SEMARANG, Joglo Jateng – Dewan Masjid Indonesia (DMI) Kota Semarang memberikan pelatihan fasilitator pencegahan KDRT kepada 100 takmir dari 16 kecamatan di lantai 8 Gedung Moch Ikhsan, Balai Kota Semarang. Kegiatan tersebut bertujuan agar makin banyak mayarakat yang terlibat dalam upaya mencegah kekerasan dalam rumah tangga (KDRT), terutama di lingkup masjid.
Pelatihan ini menghadirkan sejumlah narasumber yang berkompeten di bidangnya. Di antaranya dari Gerakan Pria Peduli Perempuan dan Anak, Founder Aliansi Laki-laki Baru, Yayasan Anantaka dan Pusat Studi Kependudukan Perempuan, hingga Perlindungan Anak Upgris Semarang.

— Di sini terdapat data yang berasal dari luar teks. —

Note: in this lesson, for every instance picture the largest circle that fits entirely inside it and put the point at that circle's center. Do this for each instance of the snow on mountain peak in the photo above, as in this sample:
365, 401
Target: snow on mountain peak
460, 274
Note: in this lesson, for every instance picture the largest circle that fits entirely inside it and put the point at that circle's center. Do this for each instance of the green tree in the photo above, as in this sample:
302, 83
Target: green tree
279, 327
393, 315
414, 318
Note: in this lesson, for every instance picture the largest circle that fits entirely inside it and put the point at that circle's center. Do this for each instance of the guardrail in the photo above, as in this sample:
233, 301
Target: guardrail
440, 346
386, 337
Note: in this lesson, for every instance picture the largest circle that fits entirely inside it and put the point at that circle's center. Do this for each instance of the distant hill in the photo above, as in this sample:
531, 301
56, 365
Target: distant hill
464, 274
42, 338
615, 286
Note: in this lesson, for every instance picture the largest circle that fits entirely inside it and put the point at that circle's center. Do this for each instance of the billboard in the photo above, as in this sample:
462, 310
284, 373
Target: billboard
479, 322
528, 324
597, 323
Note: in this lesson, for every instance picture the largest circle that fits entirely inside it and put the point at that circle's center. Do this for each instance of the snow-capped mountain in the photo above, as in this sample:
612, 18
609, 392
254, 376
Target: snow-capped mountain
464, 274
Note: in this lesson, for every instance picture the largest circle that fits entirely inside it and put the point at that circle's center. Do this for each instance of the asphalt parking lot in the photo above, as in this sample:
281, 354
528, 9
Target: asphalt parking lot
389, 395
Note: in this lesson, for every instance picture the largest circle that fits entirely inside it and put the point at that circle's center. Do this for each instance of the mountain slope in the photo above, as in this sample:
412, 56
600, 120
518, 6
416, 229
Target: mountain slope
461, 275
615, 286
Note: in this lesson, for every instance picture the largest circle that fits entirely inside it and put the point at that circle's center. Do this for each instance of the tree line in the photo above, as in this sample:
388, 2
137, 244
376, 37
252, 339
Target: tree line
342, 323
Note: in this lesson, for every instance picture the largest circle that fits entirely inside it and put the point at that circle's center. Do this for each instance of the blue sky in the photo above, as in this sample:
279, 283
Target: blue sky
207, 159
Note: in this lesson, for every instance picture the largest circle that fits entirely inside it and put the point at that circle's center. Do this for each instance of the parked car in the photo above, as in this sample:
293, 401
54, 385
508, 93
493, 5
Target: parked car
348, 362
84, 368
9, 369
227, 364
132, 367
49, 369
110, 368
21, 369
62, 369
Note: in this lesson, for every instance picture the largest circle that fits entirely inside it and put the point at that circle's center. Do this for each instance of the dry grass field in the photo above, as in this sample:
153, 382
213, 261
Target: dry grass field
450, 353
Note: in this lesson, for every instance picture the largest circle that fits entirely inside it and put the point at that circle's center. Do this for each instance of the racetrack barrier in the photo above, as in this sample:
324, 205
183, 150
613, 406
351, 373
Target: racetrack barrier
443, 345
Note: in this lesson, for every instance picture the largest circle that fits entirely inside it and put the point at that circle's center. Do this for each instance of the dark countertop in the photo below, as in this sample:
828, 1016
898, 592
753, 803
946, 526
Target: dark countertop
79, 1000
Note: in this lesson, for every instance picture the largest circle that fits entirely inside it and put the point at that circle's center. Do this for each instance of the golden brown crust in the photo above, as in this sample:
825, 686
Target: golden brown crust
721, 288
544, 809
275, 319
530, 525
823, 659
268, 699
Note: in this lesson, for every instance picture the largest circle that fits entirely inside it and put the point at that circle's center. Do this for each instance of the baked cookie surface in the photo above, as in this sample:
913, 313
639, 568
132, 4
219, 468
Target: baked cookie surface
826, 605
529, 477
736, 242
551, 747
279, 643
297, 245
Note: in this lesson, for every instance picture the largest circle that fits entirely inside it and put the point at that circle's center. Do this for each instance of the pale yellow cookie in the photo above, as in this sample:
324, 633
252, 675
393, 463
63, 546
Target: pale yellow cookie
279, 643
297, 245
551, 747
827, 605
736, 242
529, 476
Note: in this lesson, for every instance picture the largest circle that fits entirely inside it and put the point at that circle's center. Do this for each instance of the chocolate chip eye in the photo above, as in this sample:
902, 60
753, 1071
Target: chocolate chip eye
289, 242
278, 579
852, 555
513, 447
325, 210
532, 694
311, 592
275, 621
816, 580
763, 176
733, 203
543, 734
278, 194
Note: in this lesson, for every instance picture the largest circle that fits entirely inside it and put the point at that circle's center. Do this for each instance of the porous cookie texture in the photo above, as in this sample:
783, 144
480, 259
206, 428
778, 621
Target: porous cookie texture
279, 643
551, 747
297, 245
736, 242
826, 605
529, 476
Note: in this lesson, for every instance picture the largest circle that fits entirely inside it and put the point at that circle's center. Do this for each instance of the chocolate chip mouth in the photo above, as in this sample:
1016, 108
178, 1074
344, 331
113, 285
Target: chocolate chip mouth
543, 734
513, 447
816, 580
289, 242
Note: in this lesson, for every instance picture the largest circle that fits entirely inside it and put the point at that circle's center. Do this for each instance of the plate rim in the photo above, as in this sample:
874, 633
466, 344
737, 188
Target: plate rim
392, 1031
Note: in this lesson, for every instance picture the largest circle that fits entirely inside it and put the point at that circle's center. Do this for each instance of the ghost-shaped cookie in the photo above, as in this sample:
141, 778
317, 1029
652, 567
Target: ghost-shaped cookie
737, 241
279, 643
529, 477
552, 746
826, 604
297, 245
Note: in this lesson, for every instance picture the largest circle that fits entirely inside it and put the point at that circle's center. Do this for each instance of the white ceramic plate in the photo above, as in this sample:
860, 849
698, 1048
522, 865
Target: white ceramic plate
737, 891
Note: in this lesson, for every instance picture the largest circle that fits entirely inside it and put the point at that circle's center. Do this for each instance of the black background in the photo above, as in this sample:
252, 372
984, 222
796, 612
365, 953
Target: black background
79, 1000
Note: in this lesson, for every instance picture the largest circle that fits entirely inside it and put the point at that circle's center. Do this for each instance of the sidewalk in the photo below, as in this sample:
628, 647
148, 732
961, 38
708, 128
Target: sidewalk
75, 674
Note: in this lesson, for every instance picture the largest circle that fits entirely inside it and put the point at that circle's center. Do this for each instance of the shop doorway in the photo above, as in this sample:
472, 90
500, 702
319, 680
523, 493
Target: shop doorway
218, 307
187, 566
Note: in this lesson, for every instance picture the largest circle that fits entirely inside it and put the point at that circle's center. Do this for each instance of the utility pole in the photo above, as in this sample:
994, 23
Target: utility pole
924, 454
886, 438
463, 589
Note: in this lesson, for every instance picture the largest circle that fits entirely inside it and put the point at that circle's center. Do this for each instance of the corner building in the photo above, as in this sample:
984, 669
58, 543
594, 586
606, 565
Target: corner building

Ketua DMI Kota Semarang, Achmad Fuad mengukapkan, pihaknya akan selalu mendukung Program Pemerintah Kota Semarang. Menurutnya, kegiatan ini merupakan salah satu bentuk dukungan dan komitmennya untuk berpartisipasi dalam pencegahan KDRT di Kota Semarang.
“Kekerasan terhadap perempuan dan anak masih menjadi persoalan yang serius yang harus kita perhatikan. Baik kekerasan fisik, psikis, seksual, dan penelantaran. Kekerasan itu terjadi mulai dari lingkungan keluarga, sekolah atau di tempat umum. Berbagai upaya pencegahan sudah dilakukan. Tetapi kasus kekerasan ini masih tergolong cukup tinggi,” ucapnya melalui keterangan tertulis yang diterima Joglo Jateng, belum lama ini.
Lebih lanjut, ia menerangkan, kasus KDRT ini seperti fenomena gunung es yang mungkin masih banyak kasus-kasus lain yang belum terlaporkan. Diketahui, tindakan kekerasan tersebut terjadi di wilayah domestik dan masih banyak korban yang enggan melaporkan.
“Karena beberapa hal mulai dari takut karena ancaman, takut kehilangan nafkah, dianggap sebagai aib keluarga dan hal lain adalah karena korban tidak berdaya,” jelasnya.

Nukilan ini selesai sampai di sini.